Breaking traditional roles from a male perspective is a good thing but after a prolonged period of time the male constitution that Mother Nature has cultivated and been fostering in your overly testosteroned lineage for centuries will begin to turn your brain to mush. Don’t watch the afternoon soaps during nap time without a box of Kleenex, a phone, and a support group of stay at home moms in the neighborhood!
You can bet that you will start becoming a completely different individual. You’ll begin to see things in a whole new and yet foreign way. Dare I say that when pastel colors, fashion tips, and vacuuming the carpets become hallmarks and priorities of your week’s accomplishments then its time to reconsider your career choice.
Nothing can replace a parent being there for the first three years of a child’s life. Having a parent in the child’s life at every moment for these first years are crucial, but there are consequences! My wife and I chose the path where I would eventually become Mr. Mom because she was just beginning her career at the time and we knew down the road it would help establish her money making prowess that would dwarf my meager skills. Maybe that was it or maybe it was that my hair was longer than hers so we wanted to make sure the child had a positive long hair mommy model at home. Either way it was a wonderful experience for my daughter and me.
My wife suffered a bit for it but managed to fight all of those mommy instincts by trodding off to the office while her boobs were still leaking. I can’t imagine being in the boardroom looking like I had been attacked by a group of Shriners at an Atlantic City convention during the annual water balloon battle where I had been repeatedly nailed on the chest. The Mrs. was a good sport! I’m sure her bosses were not exactly amused. “Leaking” in the office is generally frowned upon. Men don’t know how to handle normal bodily functions. Gaseousness after all in the male repertoire is something viewed as high comedy! I on the other hand was left to fend for myself in this foreign land of diapers, house chores and grocery shopping.
At first it may be strange but the more time you spend focusing upon that little developing child a new perspective comes into view. It is actually a rediscovery for you! You relearn how marvelous the first time discoveries of life can be all over again. Jumping out of the crib, removing diapers and playing with what is found in there and putting everything and anything in ones mouth over and over again is great. Your kid will do that too! Even though you tell ‘em “no” their behavior reminds you somehow of your own first experiences on some subconscious level. As the walls close in on your adultness your inner child is released and you find joys you had forgotten existed from your own childhood. Napping becomes your friend!

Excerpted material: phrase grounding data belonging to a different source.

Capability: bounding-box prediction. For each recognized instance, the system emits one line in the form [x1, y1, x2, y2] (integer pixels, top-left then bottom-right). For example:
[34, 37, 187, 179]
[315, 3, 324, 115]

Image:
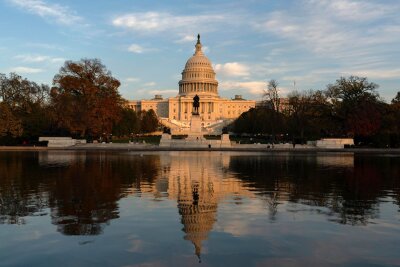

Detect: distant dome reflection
[157, 152, 253, 260]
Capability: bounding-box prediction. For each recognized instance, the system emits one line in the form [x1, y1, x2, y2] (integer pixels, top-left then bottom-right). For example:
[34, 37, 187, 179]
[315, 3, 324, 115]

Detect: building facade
[128, 35, 256, 133]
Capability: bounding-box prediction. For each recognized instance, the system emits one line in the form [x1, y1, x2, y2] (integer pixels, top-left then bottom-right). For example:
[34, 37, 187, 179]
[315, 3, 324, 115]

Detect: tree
[326, 76, 383, 137]
[0, 73, 51, 142]
[140, 109, 159, 133]
[287, 90, 335, 142]
[51, 59, 124, 138]
[264, 79, 280, 112]
[392, 91, 400, 104]
[288, 91, 311, 142]
[0, 102, 23, 138]
[112, 108, 140, 137]
[263, 79, 283, 144]
[0, 73, 49, 113]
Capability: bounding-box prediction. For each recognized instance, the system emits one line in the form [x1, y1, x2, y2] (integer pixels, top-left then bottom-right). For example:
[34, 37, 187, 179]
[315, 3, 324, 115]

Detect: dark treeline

By the time kindergarten comes rolling around you will not be recognizable as the same human being. You will be picking out drapes, doing the dishes, the laundry and having tea with your own bridge group.
Scared yet? Okay I jest; it’s not bad at all. As a matter of fact being with my daughter day after day for those first 3 or 4 years might have been the best time in my life when I look back upon it. I know it served a purpose
for its time and for the development of my daughter. If you are able to do it for your child I would urge you to give it a shot. Once in your life getting in touch with the mommy instinct within yourself would be a good thing.
I on the other hand may have another go round. I keep having this reoccurring dream. It has to do with my wife telling me she’s pregnant again. “There goes another one of my careers,” I think. Next I wake up to realize that I’m the one who’s done the leaking! Like the boardroom that isn’t funny in the bedroom either!